Per questi motivi, restando in Italia, non possiamo attardarci sull'interrogativo: " se si può essere anticomunisti e restare di sinistra?".
Un quesito fuorviante, nel momento in cui appare acclarata l'esigenza ineludibile di opporci al capitalismo nelle sue forme attuale, progettandone nuove vie di fuoriuscita a livello internazionale.
Il nodo della soggettività politica, però, come indica Noam Chomsky nel suo ultimo saggio, è come sempre quello del sapere, e del ruolo degli intellettuali.
In Italia ci si sta muovendo, invece, sul terreno minato dell'elettoralismo e della (inutile e un poco ridicola) contesa sulla leadership come stucchevolmente viene riferito ogni giorno dai mezzi di comunicazione di massa che riferiscono davvero di preoccupanti improvvisazioni mandate a conoscenza pubblica, senza alcuna idea di ricostituire una "sede pensante".
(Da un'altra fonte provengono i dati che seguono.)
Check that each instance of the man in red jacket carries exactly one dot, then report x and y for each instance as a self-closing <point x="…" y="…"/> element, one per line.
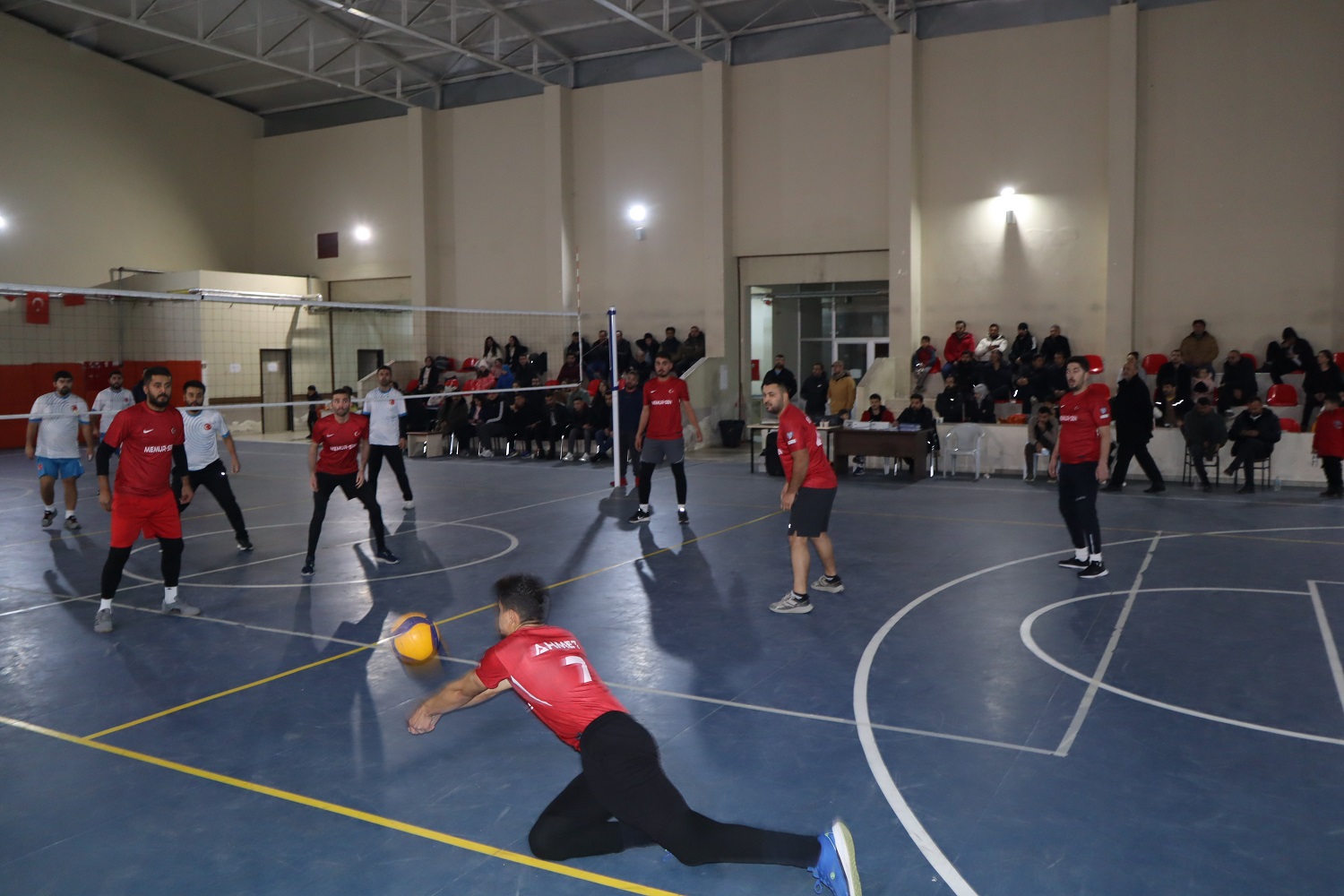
<point x="960" y="341"/>
<point x="1328" y="445"/>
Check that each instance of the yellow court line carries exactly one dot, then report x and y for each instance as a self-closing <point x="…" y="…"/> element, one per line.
<point x="370" y="646"/>
<point x="494" y="852"/>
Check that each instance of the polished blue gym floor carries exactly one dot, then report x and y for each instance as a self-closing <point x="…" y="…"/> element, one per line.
<point x="983" y="720"/>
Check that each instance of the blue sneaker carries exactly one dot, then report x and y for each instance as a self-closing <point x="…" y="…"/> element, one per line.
<point x="838" y="869"/>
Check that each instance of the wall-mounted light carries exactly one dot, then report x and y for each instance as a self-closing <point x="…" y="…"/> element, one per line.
<point x="1008" y="193"/>
<point x="637" y="214"/>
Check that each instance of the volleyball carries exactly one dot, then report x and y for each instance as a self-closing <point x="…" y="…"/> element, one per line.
<point x="416" y="638"/>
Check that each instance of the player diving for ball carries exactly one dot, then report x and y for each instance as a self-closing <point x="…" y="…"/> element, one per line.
<point x="621" y="798"/>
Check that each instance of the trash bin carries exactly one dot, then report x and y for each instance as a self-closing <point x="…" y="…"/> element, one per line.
<point x="731" y="433"/>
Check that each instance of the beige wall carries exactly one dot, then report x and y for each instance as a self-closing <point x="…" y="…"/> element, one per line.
<point x="1023" y="108"/>
<point x="1241" y="172"/>
<point x="104" y="167"/>
<point x="808" y="160"/>
<point x="332" y="180"/>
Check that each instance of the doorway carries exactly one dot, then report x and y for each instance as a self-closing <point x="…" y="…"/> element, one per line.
<point x="276" y="386"/>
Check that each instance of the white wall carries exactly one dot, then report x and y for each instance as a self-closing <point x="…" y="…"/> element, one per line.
<point x="102" y="166"/>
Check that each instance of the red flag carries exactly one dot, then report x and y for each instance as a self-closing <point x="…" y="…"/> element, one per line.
<point x="39" y="308"/>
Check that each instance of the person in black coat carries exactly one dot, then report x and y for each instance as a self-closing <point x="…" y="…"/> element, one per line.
<point x="1238" y="383"/>
<point x="1254" y="435"/>
<point x="814" y="390"/>
<point x="1132" y="410"/>
<point x="1322" y="378"/>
Forse sarebbe il caso di analizzare meglio la situazione, trarne le dovute considerazione comprendendo che questo è il momento di organizzarci "contro" per l'opposizione e non per il governo.
La questione elettorale deve essere affrontata assolutamente nell'ottica di designazione per un'eventuale rappresentanza istituzionale riferita all'emergente stridore delle contraddizioni sociali e delle imposizioni che queste pongono a precisi settori della società, impoveriti e sfruttati.
Ciò che è sicuro è che l'idea di ricostituire il centrosinistra è del tutto balzana essendo assente la sinistra e molto spostato (a destra) il cosiddetto "centro".
Concludo citando ancora Susan Watkins: " Questa crisi non si risolverà in pochi anni. Ma abbiamo due certezze: il fallimento del sistema vigente è palpabile e il Ventunesimo secolo non sarà una ripetizione del Ventesimo".